Potentially Inappropriate Prescribing Practices Linked to Opioid Overdose Risk

Researchers identified 6 types of potentially inappropriate prescriptions, all of which were associated with higher hazards for all-cause mortality, 4 with non-fatal overdose, and 5 with fatal overdose.

Adam J. Rose, MD, MSc

Potentially inappropriate prescribing practices may contribute to opioid overdose, with new data showing they were associated with a higher risk of all-cause mortality, and both fatal and non-fatal overdose.

In total, the data revealed that more than 50% of adults in Massachusetts, where data was pulled from, received at least 1 opioid prescription during the 5-year study period, of which more than 11% in the received at least 1 risky prescription. The findings detailed that more than 6% of adults in the state received a potentially inappropriate opioid prescription.

The researchers identified 6 types of potentially inappropriate prescriptions, all of which were associated with higher adjusted hazard ratios (HR) for all-cause mortality, 4 with non-fatal overdose, and 5 with fatal overdose.

Led by Adam J. Rose, MD, MSc, a physician policy researcher at the RAND Corporation, the research team explored data from 3,078,034 patients aged 18 years or older, without cancer, who received an opioid prescription between 2011 and 2015. Cox proportional hazard models were used to identify the prescription practices associated with the 3 measured outcomes, with the researchers controlling for covariates.

“In some states, clinicians are mandated to check the prescription monitoring program database before prescribing—every single time,” Rose told MD Mag. “In states that don’t have such a mandate, we would urge clinicians to do so voluntarily—every time. It could save a life.”

The 6 types of risky opioid prescriptions identified were as follows:

  1. Morphine equivalent dose ≥100 mg/day in ≥ 3 months.
  2. Overlapping opioid and benzodiazepine prescriptions in ≥ 3 months.
  3. ≥4 opioid prescribers in any quarter.
  4. ≥4 opioid-dispensing pharmacies in any quarter.
  5. Cash purchase of prescription opioids on ≥ 3 occasions.
  6. Receipt of opioids in 3 consecutive months without a documented pain diagnosis.

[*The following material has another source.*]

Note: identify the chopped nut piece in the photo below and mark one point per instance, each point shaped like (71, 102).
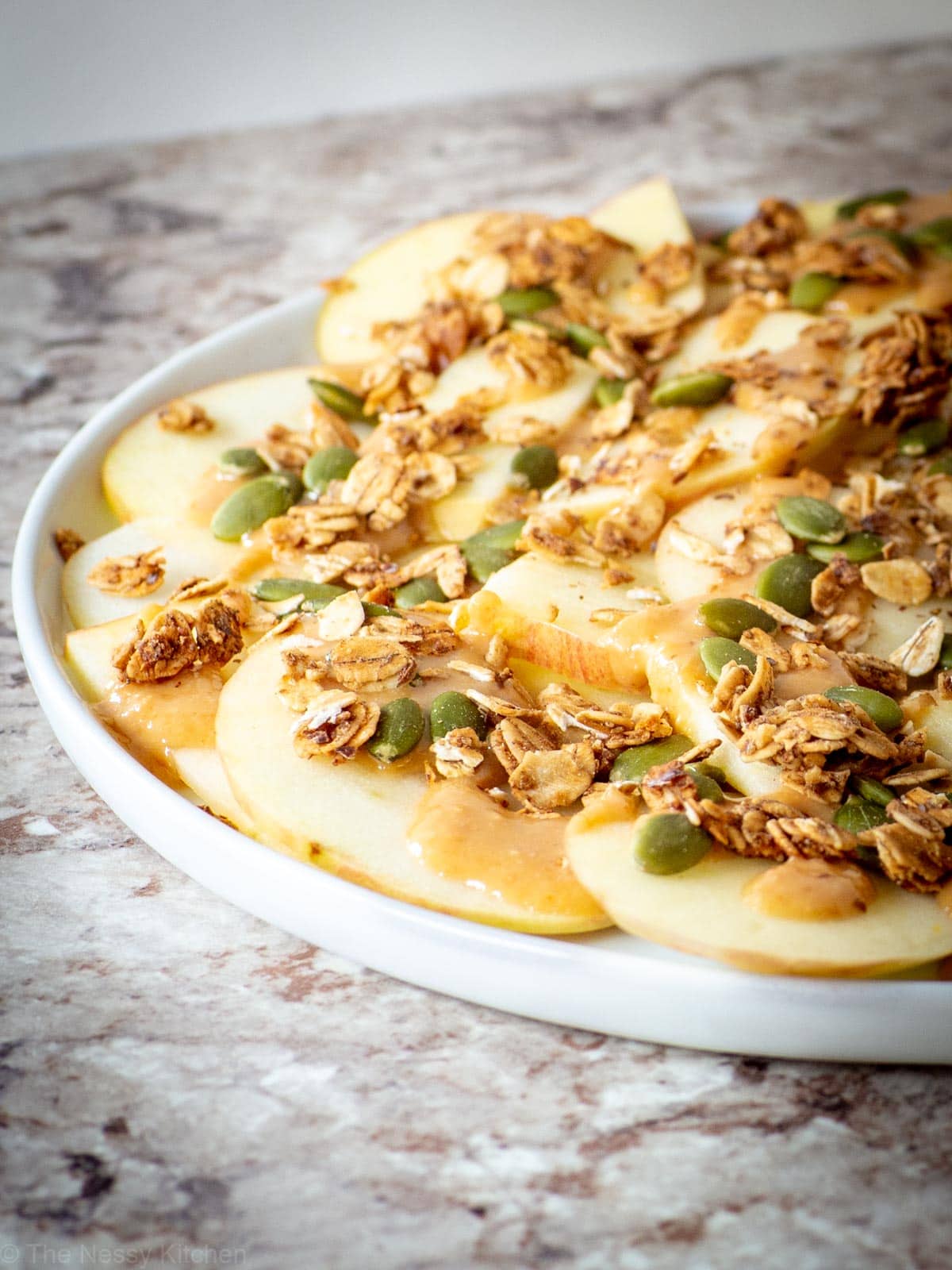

The results showed that lacking a documented pain diagnosis was associated non-fatal overdose (adjusted HR, 2.21; 95% CI, 2.02 to 2.41) as were high-dose opioid prescriptions (adjusted HR, 1.68; 95% CI, 1.59 to 1.76). All-cause mortality was linked to both high-dose opioids (adjusted HR, 2.18; 95% CI, 2.14 to 2.23) and lacking a documented pain diagnosis (adjusted HR, 2.05; 95% CI, 2.01 to 2.09) as well.

“The large effect size for the no pain diagnosis variable [was surprising],” Rose said. “It was one of the strongest predictors of bad outcomes.”

Meanwhile, an overlapped benzodiazepine prescription was associated with fatal overdose (adjusted HR, 4.23; 95% CI, 3.85 to 4.65).

In comparison with those who received opioids without a potentially inappropriate prescription, the hazard ratio for a fatal overdose with 1, 2, 3, and ≥4 subtypes of inappropriate prescriptions was 4.24, 7.05, 10.28, and 12.99, respectively (test of linear trend, P <.001).

Opioid use disorders impact roughly 9 out of every 1,000 Americans and opioid overdose-related deaths have quadrupled over the past 15 years, according to public health estimates. Multiple health campaigns have begun in order to educate prescribers and patients alike on the danger of high-dose opioids, and the importance of low-dose and limited-duration initial prescriptions.

Rose and colleagues noted that the data suggests that possibly creating a risk score which would incorporate multiple subtypes of potentially inappropriate prescriptions, which then could be displayed to prescribers in real time, would be of great use. The scale of a program of this type, however, is limited by the resources and scope of prescription drug monitoring programs (PDMPs).

“It would be difficult to implement nationwide risk scores due to limitations on interoperability,” Rose said. “But, to the extent that state PDMPs are able to communicate with each other more and more as time goes on, that could contribute to a national risk score. For now, it may be at the state level, and only in states with a more robust and functional PDMPs. Not all states have equally robust or functional PDMPs.”

The study, “Potentially Inappropriate Opioid Prescribing, Overdose, and Mortality in Massachusetts, 2011—2015,” was published in the Journal of General Internal Medicine.